European Competition Commissioner Margrethe Vestager said Thursday that the EU had accepted a series of offers by Gazprom, which could allay concerns about alleged market abuse by the company.
Vestager, known for imposing harsh fines on global companies like US tech giant Google, said the decision to accept Gazprom’s concessions “removes obstacles” created by the company to the free flow of gas within the European Union, Presstv reported.
“As always, this case is not about the flag of the company – it is about achieving the outcome that best serves European consumers and businesses,” Vestager said in a statement, adding that the concessions would also provide “a tailor-made rulebook for Gazprom’s future conduct.”
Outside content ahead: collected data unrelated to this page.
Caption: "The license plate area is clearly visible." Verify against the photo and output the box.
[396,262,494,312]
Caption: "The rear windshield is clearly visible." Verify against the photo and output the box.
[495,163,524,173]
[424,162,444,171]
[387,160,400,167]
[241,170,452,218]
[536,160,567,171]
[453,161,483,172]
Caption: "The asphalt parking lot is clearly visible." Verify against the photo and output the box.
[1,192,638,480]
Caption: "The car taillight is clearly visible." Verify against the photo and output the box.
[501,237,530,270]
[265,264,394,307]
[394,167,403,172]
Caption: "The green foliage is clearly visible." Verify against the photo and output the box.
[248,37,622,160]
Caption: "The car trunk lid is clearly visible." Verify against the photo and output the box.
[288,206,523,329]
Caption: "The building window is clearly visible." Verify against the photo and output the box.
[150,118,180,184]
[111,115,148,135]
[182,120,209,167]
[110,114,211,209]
Under the deal, which had been agreed more than a year ago and finalized earlier this year, Gazprom would be obliged to coordinate its prices with those of Western European gas market hubs.
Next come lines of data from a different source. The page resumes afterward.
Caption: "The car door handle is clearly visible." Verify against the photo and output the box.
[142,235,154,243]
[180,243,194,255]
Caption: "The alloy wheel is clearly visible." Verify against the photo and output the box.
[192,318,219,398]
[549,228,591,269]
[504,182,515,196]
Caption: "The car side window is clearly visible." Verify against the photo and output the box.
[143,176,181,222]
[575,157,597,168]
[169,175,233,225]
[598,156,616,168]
The deal also prevents Gazprom from setting constraints in contracts that had prevented clients from reselling its gas. That would enable Bulgaria, which is heavily dependent on Gazprom supplies, and its transmission network operator to take charge of Russia’s gas flows to Greece.
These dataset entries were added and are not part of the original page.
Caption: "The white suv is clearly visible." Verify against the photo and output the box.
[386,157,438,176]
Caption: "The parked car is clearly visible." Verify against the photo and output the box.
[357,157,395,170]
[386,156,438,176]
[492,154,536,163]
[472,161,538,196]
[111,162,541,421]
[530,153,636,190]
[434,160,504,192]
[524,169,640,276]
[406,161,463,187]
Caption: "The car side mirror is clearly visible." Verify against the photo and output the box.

The deal, which will be valid for the next eight years, helps Gazprom escape heavy fines that could amount to as much as 10 percent of the company’s global turnover. It also closed EU’s longest-running antitrust case that began with dawn raids on 20 Gazprom offices in 10 countries in 2011.
However, the deal could be seen as a serious blow to efforts by Poland and other eastern EU countries to press Brussels on a tougher line toward Moscow. Several of the eight EU member states in the east, all formerly dominated by Moscow, had delayed the deal by providing critical feedback to the antitrust body. Gazprom has always rejected the charges by Bulgaria, Hungary, Slovakia and also the Czech Republic.